Since the couple is OK with waiting to start a family, they can spend more on a wedding now, she said. But for those who don’t want to wait, they’re going to look at eloping or going to the courthouse “because there’s just realistically no way that you can afford it,” she said.
As a global event coordinator and a religious person, Farag said a wedding is something she has dreamed of her whole life and feels has sacramental value, so she wouldn’t want to elope or do a courthouse wedding. The planning process has also led to important financial discussions with her soon-to-be husband, who works as a senior solutions consultant, she said.
“It is preparing us for real-life discussions that we’re gonna have to deal with as they come up,” she said.
Blake Helm, 40, and his fiance, Cristina Graham, 36, got engaged at the end of March and started making calls to vendors shortly after. The Dallas couple was in for a shock.(Courtesy of Cristina Graham)

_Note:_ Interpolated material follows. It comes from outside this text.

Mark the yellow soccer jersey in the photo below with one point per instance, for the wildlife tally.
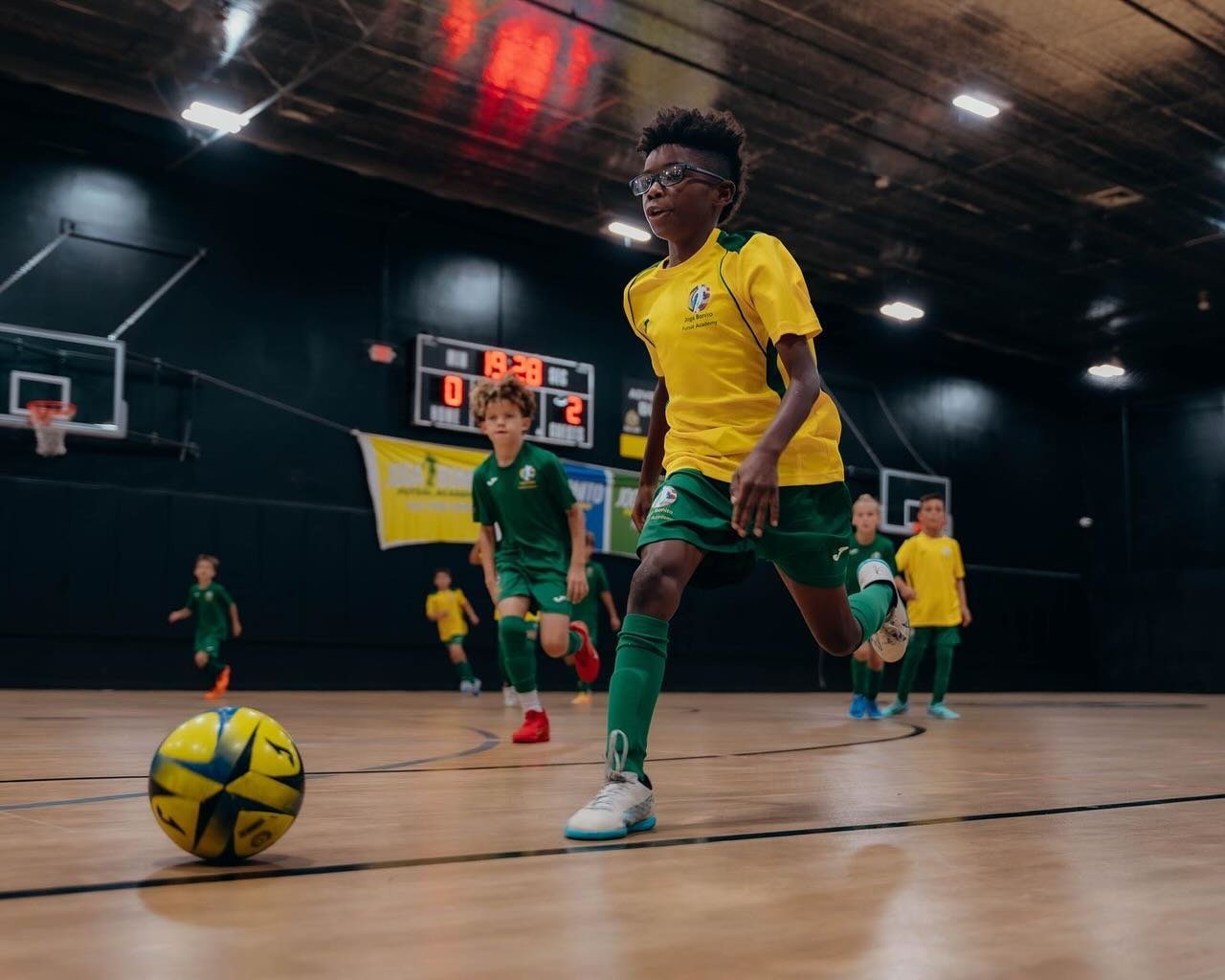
(932, 567)
(711, 324)
(450, 604)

Cristina Graham and Blake Helm
Blake Helm, 40, and his fiancée, Cristina Graham, 36, got engaged at the end of March and started making calls to vendors shortly after. The Dallas couple was in for a shock.
“We researched and did location visits for three weeks and then decided to take a pause and step away,” said Graham, who runs her own marketing business.
Since they are in their mid-30s and early 40s, the couple knew from talking with family and friends that prices had gone up dramatically.
“It’s hard to justify the price tag right now for basically one day or weekend when we are thinking of starting a family and adding on to the house,” said Helm, who works in corporate finance.
The sticker shock was great enough that the couple adjusted their plans, opting for a small private ceremony in New York, where Graham lived for 15 years.
“If and when things calm down, we may do a reception-style party but, at least for now, I don’t think a traditional wedding format will work for us anymore,” she said.